I have some problems with this definition, but I cannot offer an alternative, at least not right now. People can easily find themselves not wanting anything to do with God for a variety of reasons: pain, suffering, disappointment, apathy. Does that mean that God will not forgive them if they do eventually decide to come back to God? Maybe Jesus and Hebrews were warning people of what could happen if they left God: they could become so hardened that they would not want to return to God. This “could” happen, but that is not the same as saying it “must” happen.
There is also the question of how much a person needs to know about God, before rejection of God becomes blasphemy against the Holy Spirit. Just knowing that God exists is not enough, in my opinion. I know a lot of people exist, but that does not make me accept them! But knowing God in God’s goodness and walking away from that? That is a bigger problem.

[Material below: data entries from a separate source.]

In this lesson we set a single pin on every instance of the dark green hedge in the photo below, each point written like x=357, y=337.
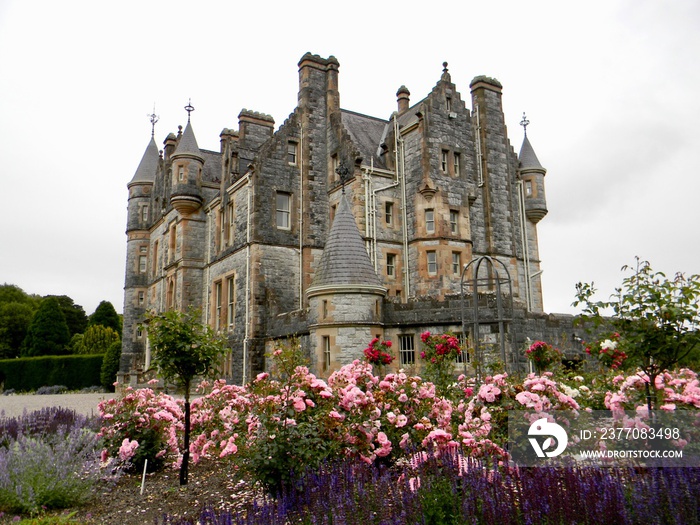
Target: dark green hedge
x=30, y=373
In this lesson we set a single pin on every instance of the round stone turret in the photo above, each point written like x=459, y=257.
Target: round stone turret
x=532, y=174
x=187, y=166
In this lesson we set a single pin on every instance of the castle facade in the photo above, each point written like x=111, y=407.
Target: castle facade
x=339, y=227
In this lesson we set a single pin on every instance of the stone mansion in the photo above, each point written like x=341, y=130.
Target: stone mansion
x=339, y=227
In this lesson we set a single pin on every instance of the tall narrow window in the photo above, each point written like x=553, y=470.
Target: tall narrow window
x=456, y=263
x=432, y=262
x=222, y=229
x=154, y=261
x=389, y=213
x=454, y=222
x=218, y=298
x=283, y=210
x=430, y=221
x=172, y=242
x=463, y=357
x=230, y=312
x=143, y=259
x=391, y=265
x=171, y=294
x=326, y=353
x=407, y=352
x=292, y=153
x=230, y=219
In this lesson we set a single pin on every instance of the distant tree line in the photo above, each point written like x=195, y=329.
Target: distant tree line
x=31, y=326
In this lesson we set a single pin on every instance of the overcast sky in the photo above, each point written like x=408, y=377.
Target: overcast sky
x=611, y=89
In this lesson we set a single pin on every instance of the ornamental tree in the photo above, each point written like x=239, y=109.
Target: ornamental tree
x=48, y=332
x=657, y=318
x=183, y=349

And that, I think, is the problem that the “warning” passages in Hebrews is addressing.
That said, I would still like to think that even a person who knows God in God’s goodness and walks away from that can still come back to God and be forgiven. I mean, sheesh, ancient Israel in the Hebrew Bible continually walked away from God after experiencing God’s goodness, but God still encouraged her to repent and offered her forgiveness and hope. The Prodigal Son of Jesus’ parable probably knew that his father was good before he left home and did his own thing, yet he still came back to his father, and his father forgave him.
A lot of times, blasphemy against the Holy Spirit is defined as a continual rejection of God. I have heard that in churches, and the pastor of this church may have been getting at that in his message.